Forget about yourself and think about others

On behalf of HRF, I recently attended a round table on mental health as a Think Tank observer, at the invitation of the Spanish foundation “The Family Watch.” It is good that you always learn from those who know. And although I left the event a little disgruntled, I have been gradually putting my ideas in place. Let me explain why.

In the discussion on mental health families were criticised, particularly the parents. Although this is hard to hear, there is truth in this. With a cool head we must understand that, although babies do not come with an instruction manual, there are reliable resources available and established experience and wisdom to support us. We must not give in to discouragement or stop making the effort to be parents. We are aware that society is suffering from symptoms of sadness, insecurity and hopelessness. Many adults are worried about uncertainty but with education and prevention, this need not pass to the children. In what follows I am responding to these pressures and not to those suffering from severe psychiatric disorders.

Society is each and every one of us and it is on a one-to-one basis that we can make a difference. We know that what we call “society” does not make it easy, that the inputs our children receive are often contrary to what we think, that the school does not always accompany them when it should be an unconditional ally, that the Internet attracts many more resources than ours, stealing or replacing the figure of the parents… but nobody creates the same bond with a child as his or her parents. Let’s reinforce our advantages.

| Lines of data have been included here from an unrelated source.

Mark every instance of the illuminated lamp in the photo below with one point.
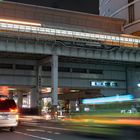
(19, 22)
(138, 84)
(103, 100)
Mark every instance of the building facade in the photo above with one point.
(125, 9)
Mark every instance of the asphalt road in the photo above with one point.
(51, 131)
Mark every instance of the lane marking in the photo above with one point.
(35, 130)
(33, 136)
(48, 127)
(49, 132)
(57, 133)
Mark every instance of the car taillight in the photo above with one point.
(15, 110)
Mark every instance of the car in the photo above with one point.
(8, 114)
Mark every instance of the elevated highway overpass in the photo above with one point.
(36, 52)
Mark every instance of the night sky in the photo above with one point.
(88, 6)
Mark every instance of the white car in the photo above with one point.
(8, 114)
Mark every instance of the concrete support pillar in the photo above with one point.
(54, 75)
(11, 95)
(126, 79)
(35, 93)
(20, 100)
(34, 98)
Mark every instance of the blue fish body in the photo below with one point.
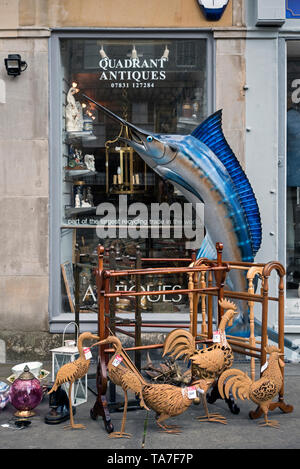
(204, 168)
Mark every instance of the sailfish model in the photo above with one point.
(204, 168)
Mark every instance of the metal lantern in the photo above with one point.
(67, 353)
(26, 393)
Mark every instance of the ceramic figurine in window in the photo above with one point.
(89, 161)
(74, 118)
(89, 197)
(77, 201)
(78, 197)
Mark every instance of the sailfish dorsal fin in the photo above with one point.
(210, 133)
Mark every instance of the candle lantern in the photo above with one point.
(67, 353)
(4, 394)
(26, 393)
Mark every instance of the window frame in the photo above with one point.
(88, 321)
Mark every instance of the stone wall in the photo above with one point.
(25, 27)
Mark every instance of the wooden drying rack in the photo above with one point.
(206, 280)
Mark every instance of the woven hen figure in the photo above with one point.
(72, 371)
(207, 364)
(165, 399)
(261, 391)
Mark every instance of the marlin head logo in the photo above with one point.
(204, 168)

I heard again that, in mental health and life in general, we must strive for balance. Marc Masip proposed a balance between reason, emotions and will. Rafaela Santos suggested a balance between acceptance, adaptation and resilience as a mechanism for dealing with what happens to us. But there was one piece of advice that opened my eyes again because we always end up with the same message. It was the first “golden rule” that Dr López Ibor, remembered by his daughter, María Inés López-Ibor who is also a psychiatrist, gave his patients to take care of their mental health: “Forget about yourself and think about others“.

Depending on the situation, physical exercise, mindfulness, and medication may all have a role, but getting beyond yourself to give to others is key to mental and emotional well-being. We have ended many posts with this conclusion and it remains true. The other two rules are not to be missed either. Sense of humour: approaching life with real optimism, giving the right importance to problems and laughing a lot at oneself. And finally, transcendence, i.e. the meaning we give to life and how we choose to live it.

If you want to take care of your physical health, you will do sport; if you have cholesterol, you will control your diet. The same applies to maintaining mental health. Noticing there is a problem and seeking the right advice early is vital. The experts made it clear that, in medicine, prevention is always better than cure, and the more aware we are, the better.

And we cannot be alarmed by feeling sad or suffering because emotions, positive or negative, are part of the process of being alive, and we will all experience potentially traumatic events throughout our lives. The key will be prepared to deal together with the things that come our way.